This work investigates the minimax sample complexity of multi-calibration in the batch setting—specifically, the minimum number of samples required to achieve expected calibration error (ECE) at most ε uniformly over a given class of groups. By constructing randomized predictors via online-to-batch conversion and employing minimax analysis, the authors develop a unified framework applicable to weighted Lₚ multi-calibration (1 ≤ p ≤ 2) and elicitable properties such as expectiles and bounded-density quantiles. Their main contributions include establishing a Θ̃(ε⁻³) sample complexity when |G| ≤ ε⁻ᵏ for any κ > 0—significantly higher than the Θ̃(ε⁻²) rate for marginal calibration—and revealing a sharp threshold at κ = 0 where the complexity transitions from ε⁻² to ε⁻³. They also provide tight upper and lower bounds with exponent 3/p for Lₚ metrics, precisely characterizing the complexity in both batch and online settings.

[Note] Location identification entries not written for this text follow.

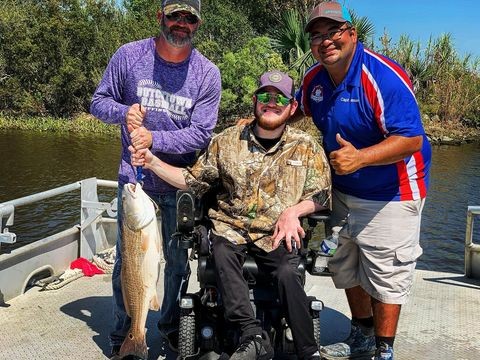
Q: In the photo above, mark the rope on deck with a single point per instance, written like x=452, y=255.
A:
x=56, y=282
x=105, y=260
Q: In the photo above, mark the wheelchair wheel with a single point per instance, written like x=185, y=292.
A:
x=186, y=336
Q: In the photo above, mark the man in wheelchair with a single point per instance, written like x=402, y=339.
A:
x=270, y=175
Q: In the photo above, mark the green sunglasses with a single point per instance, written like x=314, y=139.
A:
x=280, y=99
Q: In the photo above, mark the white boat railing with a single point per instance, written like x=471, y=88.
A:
x=53, y=254
x=472, y=251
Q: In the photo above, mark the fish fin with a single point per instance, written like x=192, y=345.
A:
x=134, y=347
x=145, y=241
x=154, y=303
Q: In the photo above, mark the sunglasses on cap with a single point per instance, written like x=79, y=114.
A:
x=280, y=100
x=177, y=16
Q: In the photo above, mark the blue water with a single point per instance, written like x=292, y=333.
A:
x=34, y=162
x=455, y=185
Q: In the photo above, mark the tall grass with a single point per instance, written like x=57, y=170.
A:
x=81, y=124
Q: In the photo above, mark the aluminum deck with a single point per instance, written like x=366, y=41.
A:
x=441, y=320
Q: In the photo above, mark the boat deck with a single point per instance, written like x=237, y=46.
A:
x=441, y=320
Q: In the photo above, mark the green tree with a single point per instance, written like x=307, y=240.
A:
x=240, y=72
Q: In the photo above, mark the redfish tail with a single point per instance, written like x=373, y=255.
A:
x=134, y=346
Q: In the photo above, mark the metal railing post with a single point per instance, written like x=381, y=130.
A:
x=472, y=251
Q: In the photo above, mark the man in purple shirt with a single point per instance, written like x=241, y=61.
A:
x=164, y=94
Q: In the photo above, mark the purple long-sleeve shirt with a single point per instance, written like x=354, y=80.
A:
x=181, y=102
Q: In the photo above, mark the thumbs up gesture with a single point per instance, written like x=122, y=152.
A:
x=347, y=159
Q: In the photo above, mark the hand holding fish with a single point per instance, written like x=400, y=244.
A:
x=135, y=115
x=142, y=157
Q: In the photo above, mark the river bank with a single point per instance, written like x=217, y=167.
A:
x=439, y=132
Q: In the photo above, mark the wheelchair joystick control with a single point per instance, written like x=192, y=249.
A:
x=185, y=211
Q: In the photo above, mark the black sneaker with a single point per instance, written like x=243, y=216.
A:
x=114, y=352
x=255, y=347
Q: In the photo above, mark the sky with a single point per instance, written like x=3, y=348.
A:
x=420, y=19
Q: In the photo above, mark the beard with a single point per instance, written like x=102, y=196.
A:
x=271, y=122
x=175, y=39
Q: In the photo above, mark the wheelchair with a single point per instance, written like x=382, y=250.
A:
x=204, y=333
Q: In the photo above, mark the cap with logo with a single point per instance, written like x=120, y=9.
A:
x=191, y=6
x=279, y=80
x=328, y=10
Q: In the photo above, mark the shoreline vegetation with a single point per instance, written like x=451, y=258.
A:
x=439, y=132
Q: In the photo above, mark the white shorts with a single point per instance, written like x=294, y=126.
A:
x=378, y=246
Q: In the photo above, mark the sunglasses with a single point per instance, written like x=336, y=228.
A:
x=177, y=16
x=279, y=99
x=332, y=35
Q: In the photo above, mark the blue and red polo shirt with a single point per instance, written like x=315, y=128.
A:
x=374, y=101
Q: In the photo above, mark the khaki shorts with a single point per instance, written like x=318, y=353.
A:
x=378, y=246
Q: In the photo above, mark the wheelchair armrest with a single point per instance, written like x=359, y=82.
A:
x=319, y=216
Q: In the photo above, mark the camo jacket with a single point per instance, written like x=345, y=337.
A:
x=255, y=185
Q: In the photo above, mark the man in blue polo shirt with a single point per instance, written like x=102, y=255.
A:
x=363, y=104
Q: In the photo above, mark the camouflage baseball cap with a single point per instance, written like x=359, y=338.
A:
x=329, y=10
x=191, y=6
x=279, y=80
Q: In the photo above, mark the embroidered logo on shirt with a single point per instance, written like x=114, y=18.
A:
x=155, y=99
x=342, y=99
x=317, y=93
x=294, y=162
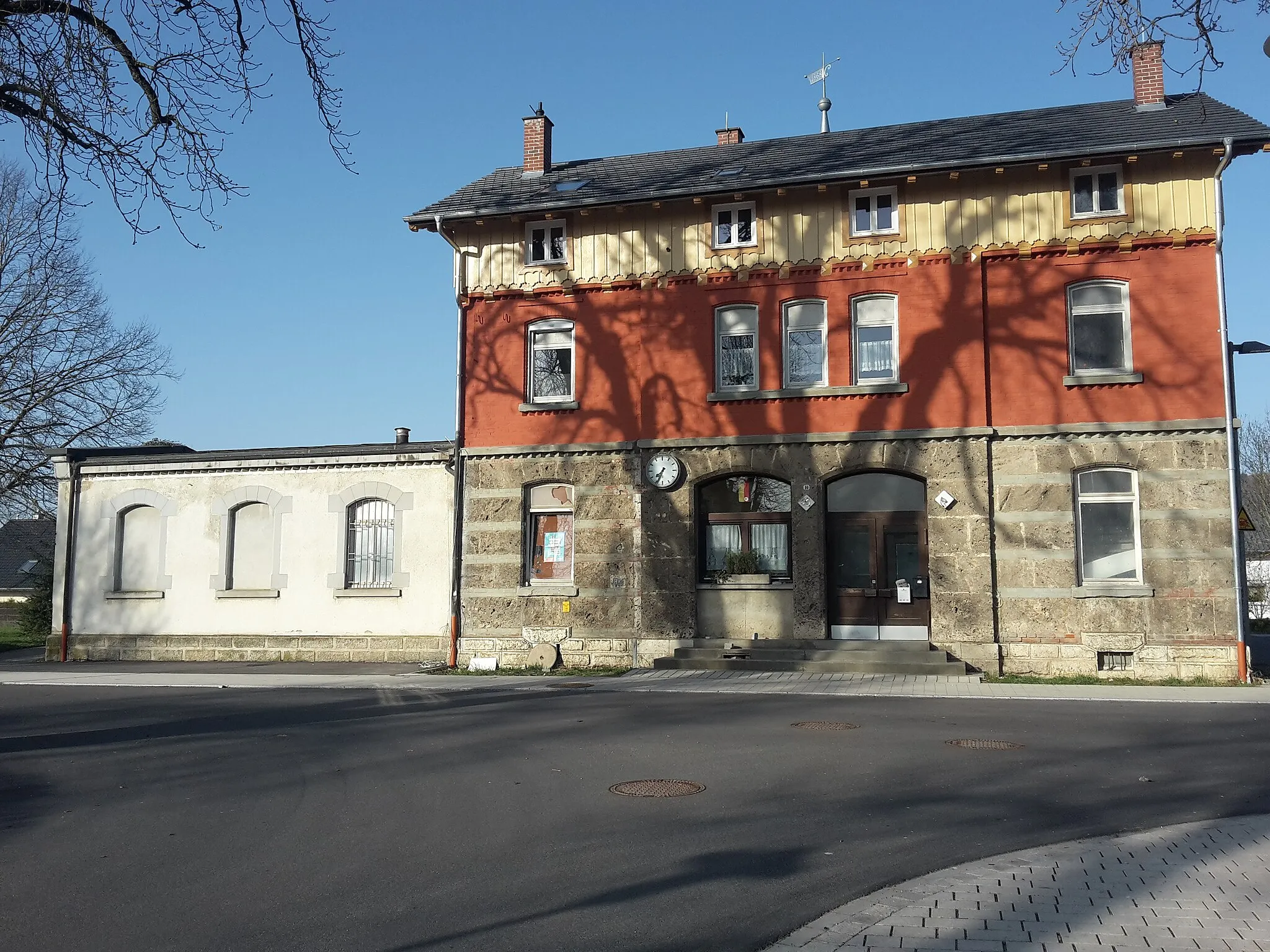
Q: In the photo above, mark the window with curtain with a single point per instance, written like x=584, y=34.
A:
x=746, y=513
x=550, y=374
x=549, y=535
x=1098, y=328
x=737, y=348
x=806, y=364
x=370, y=547
x=1109, y=545
x=876, y=330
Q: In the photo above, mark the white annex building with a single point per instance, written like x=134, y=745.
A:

We study the minimax sample complexity of multicalibration in the batch setting. A learner observes $n$ i.i.d. samples from an unknown distribution and must output a (possibly randomized) predictor whose population multicalibration error, measured by Expected Calibration Error (ECE), is at most $\varepsilon$ with respect to a given family of groups. For every fixed $κ> 0$, in the regime $|G|\le \varepsilon^{-κ}$, we prove that $\widetildeΘ(\varepsilon^{-3})$ samples are necessary and sufficient, up to polylogarithmic factors. The lower bound holds even for randomized predictors, and the upper bound is realized by a randomized predictor obtained via an online-to-batch reduction. This separates the sample complexity of multicalibration from that of marginal calibration, which scales as $\widetildeΘ(\varepsilon^{-2})$, and shows that mean-ECE multicalibration is as difficult in the batch setting as it is in the online setting, in contrast to marginal calibration which is strictly more difficult in the online setting. In contrast we observe that for $κ= 0$, the sample complexity of multicalibration remains $\widetildeΘ(\varepsilon^{-2})$ exhibiting a sharp threshold phenomenon. More generally, we establish matching upper and lower bounds, up to polylogarithmic factors, for a weighted $L_p$ multicalibration metric for all $1 \le p \le 2$, with optimal exponent $3/p$. We also extend the lower-bound template to a regular class of elicitable properties, and combine it with the online upper bounds of Hu et al. (2025) to obtain matching bounds for calibrating properties including expectiles and bounded-density quantiles.